- Associated Press - Wednesday, February 20, 2019

LITTLETON, Vt. (AP) - Mary Boulanger, of Littleton, had been interested in learning about the story of Clint Hill, the former U.S. Secret Service agent who served under five U.S. presidents and was with Pres. John F. Kennedy the day of Kennedy’s assassination in Dallas in 1963.

Hill, who had been assigned to protect Kennedy’s wife, Jackie Kennedy, when Kennedy became president in 1960, felt anguish and guilt about the day his president died, saying he felt he could have been faster in reacting and shielding Kennedy from the bullets.

That guilt would surface in a television interview years later.



“He burst into tears on national TV,” said Boulanger.

As the nation today celebrates Presidents Day, Littleton, long a host to visiting presidents as well as the candidates hoping to succeed them, has a trove of president and candidate photos at its Littleton Area Historical Society museum.

One shows William Howard Taft, the 27th president, standing in a convertible at the square in Lisbon in 1912.

Another, a smiling Richard Nixon, making his second bid for the presidency, at Thayer’s Inn in Littleton in 1968.

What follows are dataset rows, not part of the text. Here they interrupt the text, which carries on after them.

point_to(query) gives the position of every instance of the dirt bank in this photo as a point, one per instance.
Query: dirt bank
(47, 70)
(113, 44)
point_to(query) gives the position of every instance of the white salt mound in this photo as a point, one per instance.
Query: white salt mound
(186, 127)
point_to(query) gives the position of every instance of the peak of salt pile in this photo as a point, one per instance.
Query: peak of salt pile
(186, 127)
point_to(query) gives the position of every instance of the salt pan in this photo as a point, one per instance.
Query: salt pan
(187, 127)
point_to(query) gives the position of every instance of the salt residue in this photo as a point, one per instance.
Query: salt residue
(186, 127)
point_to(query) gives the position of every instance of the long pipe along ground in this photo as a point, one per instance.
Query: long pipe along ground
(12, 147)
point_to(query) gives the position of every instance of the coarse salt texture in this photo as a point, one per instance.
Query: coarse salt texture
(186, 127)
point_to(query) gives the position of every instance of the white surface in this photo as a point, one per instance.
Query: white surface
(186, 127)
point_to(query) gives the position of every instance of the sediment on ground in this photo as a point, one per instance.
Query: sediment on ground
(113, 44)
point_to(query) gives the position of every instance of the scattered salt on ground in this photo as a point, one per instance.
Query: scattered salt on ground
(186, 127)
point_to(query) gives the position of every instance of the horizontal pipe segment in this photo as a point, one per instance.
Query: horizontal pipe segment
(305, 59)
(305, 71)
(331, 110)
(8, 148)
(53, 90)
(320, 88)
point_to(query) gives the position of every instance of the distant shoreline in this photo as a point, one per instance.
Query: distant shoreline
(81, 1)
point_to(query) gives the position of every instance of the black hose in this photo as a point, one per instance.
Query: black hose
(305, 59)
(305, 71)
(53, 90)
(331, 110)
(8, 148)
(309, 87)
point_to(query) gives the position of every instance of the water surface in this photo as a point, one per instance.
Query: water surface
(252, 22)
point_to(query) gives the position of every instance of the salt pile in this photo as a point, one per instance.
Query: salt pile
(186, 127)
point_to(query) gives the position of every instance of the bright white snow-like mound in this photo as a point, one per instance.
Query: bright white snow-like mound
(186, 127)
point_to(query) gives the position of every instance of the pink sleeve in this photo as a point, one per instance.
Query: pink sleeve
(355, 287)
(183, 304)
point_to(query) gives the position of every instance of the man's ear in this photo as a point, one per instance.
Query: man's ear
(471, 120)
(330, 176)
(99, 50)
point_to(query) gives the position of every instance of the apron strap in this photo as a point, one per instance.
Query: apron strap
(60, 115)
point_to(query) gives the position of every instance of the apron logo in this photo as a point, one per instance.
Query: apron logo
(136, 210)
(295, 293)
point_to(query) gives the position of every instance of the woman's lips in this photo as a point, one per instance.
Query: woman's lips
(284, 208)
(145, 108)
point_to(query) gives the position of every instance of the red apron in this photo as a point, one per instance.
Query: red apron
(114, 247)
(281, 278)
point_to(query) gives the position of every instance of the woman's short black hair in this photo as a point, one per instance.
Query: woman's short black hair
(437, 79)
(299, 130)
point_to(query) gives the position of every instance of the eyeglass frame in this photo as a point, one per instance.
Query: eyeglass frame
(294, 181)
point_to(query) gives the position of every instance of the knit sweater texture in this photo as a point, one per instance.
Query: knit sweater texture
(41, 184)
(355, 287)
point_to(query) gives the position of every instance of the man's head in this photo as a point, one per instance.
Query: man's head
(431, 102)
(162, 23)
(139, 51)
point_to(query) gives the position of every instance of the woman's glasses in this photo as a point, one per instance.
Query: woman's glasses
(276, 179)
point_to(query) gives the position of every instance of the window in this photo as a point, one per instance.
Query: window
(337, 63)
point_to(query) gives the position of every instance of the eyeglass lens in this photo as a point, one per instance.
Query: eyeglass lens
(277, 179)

And one from 1955 shows Pres. Dwight D. Eisenhower during an event in Franconia Notch - with Hill, a member of his Secret Service protection, right beside him.

“I was in the Sugar Hill Sampler looking around and saw the picture,” Boulanger said Friday. “That’s how I got it.”

The photograph, said Boulanger, was hanging on the wall of the Sampler and under the possession of owner Barbara Serafini, who died in August 2018.

“She had a collection of photos of that event on the wall,” said Boulanger.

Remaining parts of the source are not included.